My latest series of work is focusing on interiors and objects – specifically my studio and my home. So far I have been looking at my studio but to be honest, I’m not really sure what I’m doing. I’ve been trying to vaguely look at the basic structure and layout of the objects within my studio using watercolour painting and pen drawing. Everything is very loose – broad gestures of shape, pattern and composition. I started to represent certain objects with certain shapes so a kind of system developed. I may not pursue this to any great degree but I do find it rather satisfying.

I start to think about some of the famous artists and how they at some point as they work maybe they used a similar methodology – for example Matisse and Picasso to name just a couple in their development of their portraits and interiors and the simplistic lines and shapes they used to do this. Still life arrangements have and are constantly being used as a method for formal experimentation by artists the world over.

I also think about the work of the contemporary photographer Laura Letinsky – a particular exhibition I went to years ago at the Photographers Gallery in London has stuck with me (called Laura Letinsky: lll Form and Void Full). Her ‘post meal’ still lifes using linen covered tables, food, cutlery and crockery are oddly reminiscent of old masters paintings of old style banquets. However in Letinsky’s photographs the colours are pastel and muted, her shapes often appear semi abstracted, the stains left behind as important as the objects themselves, the importance of space and light. In fact there is very little food to be seen, more of a melancholy suggestion of what has been.
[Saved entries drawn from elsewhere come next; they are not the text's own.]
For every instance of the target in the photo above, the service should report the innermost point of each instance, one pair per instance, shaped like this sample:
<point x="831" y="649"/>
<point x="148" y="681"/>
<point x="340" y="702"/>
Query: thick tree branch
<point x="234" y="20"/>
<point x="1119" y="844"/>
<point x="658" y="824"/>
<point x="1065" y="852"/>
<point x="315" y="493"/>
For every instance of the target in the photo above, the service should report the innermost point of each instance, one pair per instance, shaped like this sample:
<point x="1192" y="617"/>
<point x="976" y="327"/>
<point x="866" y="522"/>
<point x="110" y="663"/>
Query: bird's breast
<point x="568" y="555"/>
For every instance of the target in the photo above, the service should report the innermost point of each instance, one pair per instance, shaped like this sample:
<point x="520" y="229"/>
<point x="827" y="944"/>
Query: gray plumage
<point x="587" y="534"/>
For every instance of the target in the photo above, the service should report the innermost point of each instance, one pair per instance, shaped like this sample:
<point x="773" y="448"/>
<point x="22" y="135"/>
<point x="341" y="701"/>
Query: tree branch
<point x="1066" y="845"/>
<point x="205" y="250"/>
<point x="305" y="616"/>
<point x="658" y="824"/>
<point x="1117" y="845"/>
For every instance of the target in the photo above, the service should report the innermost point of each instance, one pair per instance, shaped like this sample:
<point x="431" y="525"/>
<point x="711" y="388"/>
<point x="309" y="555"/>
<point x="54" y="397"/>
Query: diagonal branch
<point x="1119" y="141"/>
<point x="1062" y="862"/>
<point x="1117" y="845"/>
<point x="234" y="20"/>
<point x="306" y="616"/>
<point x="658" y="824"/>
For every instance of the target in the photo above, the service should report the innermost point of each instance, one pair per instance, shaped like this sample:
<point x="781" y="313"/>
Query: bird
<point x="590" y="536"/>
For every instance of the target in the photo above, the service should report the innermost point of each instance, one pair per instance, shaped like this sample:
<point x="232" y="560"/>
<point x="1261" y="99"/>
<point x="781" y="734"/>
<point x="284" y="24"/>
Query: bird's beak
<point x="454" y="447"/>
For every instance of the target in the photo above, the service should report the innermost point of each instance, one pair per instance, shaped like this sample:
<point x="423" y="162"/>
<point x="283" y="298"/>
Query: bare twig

I like the idea of at some point emulating some of the ideas she has used here, the semi abstraction, the colour schemes she has used, the use of positive and negative space, using my studio as the basis. A studio space has its own sense of place. It’s currently freezing in mine and I work with a hot-water bottle stuck under my jumper. There is clothing a plenty, not just for the purposes of necessary rags, but to wear as layers upon layer. Domestic items one would associate from home have made their way in – cushions, dish washing liquid, drying up cloths and various assortments of teas and packaged soups. And fruit. Fruit gets everywhere – mainly orange and apples. It’s important to do something when I am contemplating the making, whether it’s peeling an orange or sipping a cup of tea. There is something beautiful about a studio. Its simplicity of objects sitting within the space. The climbing pipes, the splashes of paint, the surfaces of the walls and floor, the casting of shadows; the basicness of everything.

Like still life, the studio is a frequent subject matter for many artists. It’s a contained environment that can transport the artist to new places and new ventures. What’s more, it’s there, it’s real. There is a purity about it that can be explored.